The hard problem in multi-agent is context transfer

Feb 10, 2026

agents · context-engineering · tool-design · infrastructure

A developer posted a 15-stage multi-agent pipeline that ships 2,800 lines a day through Claude Code. The internet focused on the agent count. I think they’re looking at the wrong thing.

Loops work because context stays

The pipeline’s quality loops - review up to 5 times, test up to 10 - are effective. But not because iteration is magic. They work because a single agent looping on its own work retains full context. It remembers what it tried, what failed, why. Every iteration builds on the last.

This is test-time compute in practice. More thinking time on the same problem, with the same context, produces better results. No surprise there.

The lossy handoff

The moment you introduce a second agent, you have a context transfer problem. Agent A built the feature. Agent B reviews it. Agent B doesn’t know what Agent A considered and rejected. It doesn’t know the constraints that shaped the implementation. It’s reviewing code with half the story.

This is the mythical man-month for agents. Adding more agents to a problem adds coordination overhead that can exceed the value they provide. Every agent boundary is a lossy compression of context.

Anthropic showed this when they had 16 parallel agents build a C compiler. The parallel agents worked - but only after investing heavily in the decomposition. The lexer agent produced tokens in a format that made sense given its internal constraints. The parser agent expected a different structure. Neither agent was wrong. They just didn’t share context about why each made its decisions. The fix wasn’t more agents or smarter prompts. It was defining boundaries so clean that agents didn’t need each other’s context to do their jobs. That interface design work took longer than writing the actual agent prompts.

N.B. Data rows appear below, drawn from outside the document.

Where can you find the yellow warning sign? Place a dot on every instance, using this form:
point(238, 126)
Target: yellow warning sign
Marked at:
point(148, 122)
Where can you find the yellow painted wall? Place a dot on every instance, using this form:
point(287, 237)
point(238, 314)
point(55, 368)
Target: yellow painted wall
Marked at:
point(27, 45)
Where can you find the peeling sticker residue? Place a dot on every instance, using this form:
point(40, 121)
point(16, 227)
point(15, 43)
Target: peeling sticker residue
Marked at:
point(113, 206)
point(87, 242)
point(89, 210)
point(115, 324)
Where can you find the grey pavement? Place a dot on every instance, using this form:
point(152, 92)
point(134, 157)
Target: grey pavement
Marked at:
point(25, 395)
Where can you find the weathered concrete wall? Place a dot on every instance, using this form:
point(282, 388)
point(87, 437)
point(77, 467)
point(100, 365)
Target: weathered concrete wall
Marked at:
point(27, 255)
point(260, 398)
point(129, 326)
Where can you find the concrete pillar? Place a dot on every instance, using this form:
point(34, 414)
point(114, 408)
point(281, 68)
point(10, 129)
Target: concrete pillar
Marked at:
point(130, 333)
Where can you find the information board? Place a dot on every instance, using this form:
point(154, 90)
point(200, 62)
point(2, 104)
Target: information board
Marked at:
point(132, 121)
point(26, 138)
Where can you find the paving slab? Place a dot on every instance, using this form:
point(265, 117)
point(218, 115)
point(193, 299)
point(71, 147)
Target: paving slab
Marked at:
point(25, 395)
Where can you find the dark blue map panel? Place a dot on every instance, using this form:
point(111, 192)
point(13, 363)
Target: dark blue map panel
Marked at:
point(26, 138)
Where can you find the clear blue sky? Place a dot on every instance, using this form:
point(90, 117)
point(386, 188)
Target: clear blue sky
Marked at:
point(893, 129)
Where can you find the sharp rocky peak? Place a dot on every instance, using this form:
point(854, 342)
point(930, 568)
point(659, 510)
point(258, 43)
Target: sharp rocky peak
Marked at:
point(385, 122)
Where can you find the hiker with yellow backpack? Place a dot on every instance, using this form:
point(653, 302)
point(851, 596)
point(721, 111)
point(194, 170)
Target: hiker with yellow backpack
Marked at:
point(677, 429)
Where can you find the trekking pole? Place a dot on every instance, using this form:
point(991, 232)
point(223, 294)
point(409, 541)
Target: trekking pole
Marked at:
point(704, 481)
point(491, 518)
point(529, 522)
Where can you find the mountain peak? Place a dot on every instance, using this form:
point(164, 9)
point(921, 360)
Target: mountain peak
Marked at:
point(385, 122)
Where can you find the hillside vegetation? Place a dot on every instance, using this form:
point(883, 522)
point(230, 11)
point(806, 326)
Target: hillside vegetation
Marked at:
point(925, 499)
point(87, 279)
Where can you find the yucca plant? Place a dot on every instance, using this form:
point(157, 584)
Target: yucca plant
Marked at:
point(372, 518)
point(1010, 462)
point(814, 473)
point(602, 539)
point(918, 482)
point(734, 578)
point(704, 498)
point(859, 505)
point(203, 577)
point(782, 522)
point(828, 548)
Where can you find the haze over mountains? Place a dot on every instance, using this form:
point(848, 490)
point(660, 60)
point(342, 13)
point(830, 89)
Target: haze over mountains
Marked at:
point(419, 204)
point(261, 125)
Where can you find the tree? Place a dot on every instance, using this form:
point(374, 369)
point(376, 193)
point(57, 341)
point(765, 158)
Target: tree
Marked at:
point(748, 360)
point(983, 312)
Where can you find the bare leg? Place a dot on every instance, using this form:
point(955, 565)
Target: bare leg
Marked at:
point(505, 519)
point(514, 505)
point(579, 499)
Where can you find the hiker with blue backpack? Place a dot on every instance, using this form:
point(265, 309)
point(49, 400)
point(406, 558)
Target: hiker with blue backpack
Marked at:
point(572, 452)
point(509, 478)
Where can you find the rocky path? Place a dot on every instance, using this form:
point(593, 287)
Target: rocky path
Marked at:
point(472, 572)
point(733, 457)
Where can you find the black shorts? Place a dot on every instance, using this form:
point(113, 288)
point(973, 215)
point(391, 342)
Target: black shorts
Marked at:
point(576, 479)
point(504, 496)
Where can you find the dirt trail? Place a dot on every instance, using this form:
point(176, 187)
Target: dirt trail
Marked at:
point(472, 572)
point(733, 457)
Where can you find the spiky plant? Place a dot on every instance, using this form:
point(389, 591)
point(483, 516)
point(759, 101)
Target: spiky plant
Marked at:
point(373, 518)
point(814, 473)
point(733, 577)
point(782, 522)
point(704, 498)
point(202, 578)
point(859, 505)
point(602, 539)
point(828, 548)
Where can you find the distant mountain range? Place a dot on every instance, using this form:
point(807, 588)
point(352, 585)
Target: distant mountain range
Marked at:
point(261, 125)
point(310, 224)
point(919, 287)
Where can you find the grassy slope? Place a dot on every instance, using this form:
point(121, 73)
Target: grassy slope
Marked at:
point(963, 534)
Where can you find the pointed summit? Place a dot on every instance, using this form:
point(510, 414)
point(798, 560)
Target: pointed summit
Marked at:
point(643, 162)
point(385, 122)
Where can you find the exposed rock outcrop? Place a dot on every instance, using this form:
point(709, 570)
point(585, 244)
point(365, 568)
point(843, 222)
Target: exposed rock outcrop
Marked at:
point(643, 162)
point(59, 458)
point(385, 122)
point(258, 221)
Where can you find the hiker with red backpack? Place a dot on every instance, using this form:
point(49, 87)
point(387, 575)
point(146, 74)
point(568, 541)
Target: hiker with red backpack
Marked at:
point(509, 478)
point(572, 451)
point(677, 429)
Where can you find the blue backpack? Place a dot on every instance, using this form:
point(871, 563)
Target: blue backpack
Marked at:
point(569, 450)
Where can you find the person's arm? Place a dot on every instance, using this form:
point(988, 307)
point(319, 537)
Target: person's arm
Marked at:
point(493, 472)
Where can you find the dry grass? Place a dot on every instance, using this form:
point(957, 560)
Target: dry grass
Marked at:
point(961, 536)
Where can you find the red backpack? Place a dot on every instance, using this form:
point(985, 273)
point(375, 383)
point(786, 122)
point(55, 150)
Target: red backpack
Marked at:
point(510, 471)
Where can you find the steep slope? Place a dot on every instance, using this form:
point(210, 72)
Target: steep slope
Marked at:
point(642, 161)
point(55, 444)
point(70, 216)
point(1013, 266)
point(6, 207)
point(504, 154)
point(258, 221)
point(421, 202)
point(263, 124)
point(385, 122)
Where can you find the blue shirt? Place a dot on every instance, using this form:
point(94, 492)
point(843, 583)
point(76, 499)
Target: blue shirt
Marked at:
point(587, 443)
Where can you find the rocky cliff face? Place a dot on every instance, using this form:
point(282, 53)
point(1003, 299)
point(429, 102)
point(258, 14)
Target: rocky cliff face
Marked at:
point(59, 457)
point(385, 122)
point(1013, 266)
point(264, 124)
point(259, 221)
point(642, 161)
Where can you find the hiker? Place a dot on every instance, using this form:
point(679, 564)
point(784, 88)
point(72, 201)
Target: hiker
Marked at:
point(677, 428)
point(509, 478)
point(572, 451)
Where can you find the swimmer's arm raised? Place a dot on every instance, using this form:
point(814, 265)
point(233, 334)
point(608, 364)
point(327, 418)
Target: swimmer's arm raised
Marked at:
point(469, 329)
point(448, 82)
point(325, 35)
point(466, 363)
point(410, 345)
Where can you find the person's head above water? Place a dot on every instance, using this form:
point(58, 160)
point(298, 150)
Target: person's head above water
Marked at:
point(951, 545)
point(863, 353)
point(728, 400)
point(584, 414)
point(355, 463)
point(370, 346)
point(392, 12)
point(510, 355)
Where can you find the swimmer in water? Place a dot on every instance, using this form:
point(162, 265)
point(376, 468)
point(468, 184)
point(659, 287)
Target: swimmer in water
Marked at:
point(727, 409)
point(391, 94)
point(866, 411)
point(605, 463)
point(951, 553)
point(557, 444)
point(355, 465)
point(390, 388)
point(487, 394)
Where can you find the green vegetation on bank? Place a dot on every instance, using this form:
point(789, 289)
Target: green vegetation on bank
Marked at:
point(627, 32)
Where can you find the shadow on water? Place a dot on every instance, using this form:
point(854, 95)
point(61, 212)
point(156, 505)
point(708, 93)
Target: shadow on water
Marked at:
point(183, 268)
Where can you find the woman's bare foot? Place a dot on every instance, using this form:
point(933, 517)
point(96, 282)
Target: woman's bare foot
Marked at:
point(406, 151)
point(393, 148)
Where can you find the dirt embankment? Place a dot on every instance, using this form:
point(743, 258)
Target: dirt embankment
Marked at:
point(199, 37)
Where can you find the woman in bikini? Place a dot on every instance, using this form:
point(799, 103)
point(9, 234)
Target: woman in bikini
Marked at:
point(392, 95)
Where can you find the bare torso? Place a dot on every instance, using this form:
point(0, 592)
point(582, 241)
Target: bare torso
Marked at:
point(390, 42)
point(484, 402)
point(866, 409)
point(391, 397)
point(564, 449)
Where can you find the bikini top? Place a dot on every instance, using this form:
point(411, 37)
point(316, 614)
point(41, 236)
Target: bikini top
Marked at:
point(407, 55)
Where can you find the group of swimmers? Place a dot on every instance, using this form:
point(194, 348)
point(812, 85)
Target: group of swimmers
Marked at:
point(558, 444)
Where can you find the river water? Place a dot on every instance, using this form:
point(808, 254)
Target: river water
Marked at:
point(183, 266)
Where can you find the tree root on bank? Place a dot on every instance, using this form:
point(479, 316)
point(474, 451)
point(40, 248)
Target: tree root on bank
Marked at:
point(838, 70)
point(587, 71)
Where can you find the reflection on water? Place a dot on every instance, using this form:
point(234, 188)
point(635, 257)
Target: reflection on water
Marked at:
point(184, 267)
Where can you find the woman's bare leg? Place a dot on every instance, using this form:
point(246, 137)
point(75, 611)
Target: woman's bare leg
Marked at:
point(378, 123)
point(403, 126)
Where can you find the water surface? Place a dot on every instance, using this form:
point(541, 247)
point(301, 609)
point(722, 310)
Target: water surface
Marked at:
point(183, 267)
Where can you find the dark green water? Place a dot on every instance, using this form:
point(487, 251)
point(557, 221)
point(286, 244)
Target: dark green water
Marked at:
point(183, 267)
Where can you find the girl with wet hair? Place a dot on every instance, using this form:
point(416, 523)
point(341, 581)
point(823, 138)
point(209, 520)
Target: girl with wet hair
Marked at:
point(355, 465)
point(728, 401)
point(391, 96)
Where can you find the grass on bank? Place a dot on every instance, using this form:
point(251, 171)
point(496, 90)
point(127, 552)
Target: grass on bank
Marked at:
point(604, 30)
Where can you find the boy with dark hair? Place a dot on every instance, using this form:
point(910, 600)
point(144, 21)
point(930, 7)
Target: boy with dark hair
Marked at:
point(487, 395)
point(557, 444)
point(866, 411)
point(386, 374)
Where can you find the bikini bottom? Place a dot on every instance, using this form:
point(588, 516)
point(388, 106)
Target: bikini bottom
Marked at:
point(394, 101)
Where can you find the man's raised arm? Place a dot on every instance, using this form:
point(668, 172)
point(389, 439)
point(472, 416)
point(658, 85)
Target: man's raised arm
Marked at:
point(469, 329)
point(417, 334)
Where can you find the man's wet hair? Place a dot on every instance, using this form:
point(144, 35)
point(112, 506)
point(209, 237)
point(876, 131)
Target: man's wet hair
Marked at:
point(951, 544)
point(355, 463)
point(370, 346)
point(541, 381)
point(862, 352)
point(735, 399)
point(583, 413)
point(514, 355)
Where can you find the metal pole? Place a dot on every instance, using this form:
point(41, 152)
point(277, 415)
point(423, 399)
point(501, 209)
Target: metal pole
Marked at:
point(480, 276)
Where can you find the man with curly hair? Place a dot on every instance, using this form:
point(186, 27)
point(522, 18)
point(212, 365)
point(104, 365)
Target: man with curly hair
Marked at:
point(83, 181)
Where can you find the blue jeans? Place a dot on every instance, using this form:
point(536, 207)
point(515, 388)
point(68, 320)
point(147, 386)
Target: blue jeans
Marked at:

The same thing happens at smaller scales. Two agents doing code review and implementation. The reviewer flags a function as “too complex” and sends it back. The implementer simplifies it but breaks an edge case the reviewer doesn’t know about, because the context for why the function was complex in the first place got lost in the handoff. Three rounds later you’re back where you started.

When to loop vs. when to split

So when does adding an agent actually help?

Loop when the task benefits from refinement. Same context, deeper thinking. A single agent iterating on test failures has full history of what it tried. Each pass narrows the search space. This is where test-time compute shines - the context compounds.

Split when the task requires a genuinely different capability. A code writer and a security auditor look at the same code with different eyes. A frontend agent and a backend agent work in different domains. The key: the boundary between them must be a clean interface, not a shared context. If agent B needs to understand agent A’s reasoning to do its job, you don’t have two tasks - you have one task with a bad seam.

The inflection point is context dependency. Ask: does the next step need to know why the previous step made its choices, or just what it produced? If the output is self-explanatory - a test suite, an API schema, a compiled artifact - split freely. If understanding the output requires understanding the reasoning, keep it in one agent and loop.

The agent harness matters more than the agent count. A good harness preserves context across handoffs. A bad one loses it. Most multi-agent failures aren’t intelligence failures. They’re context transfer failures.

Fix the handoff, and the pipeline works. Add more agents without fixing the handoff, and you just multiply the confusion.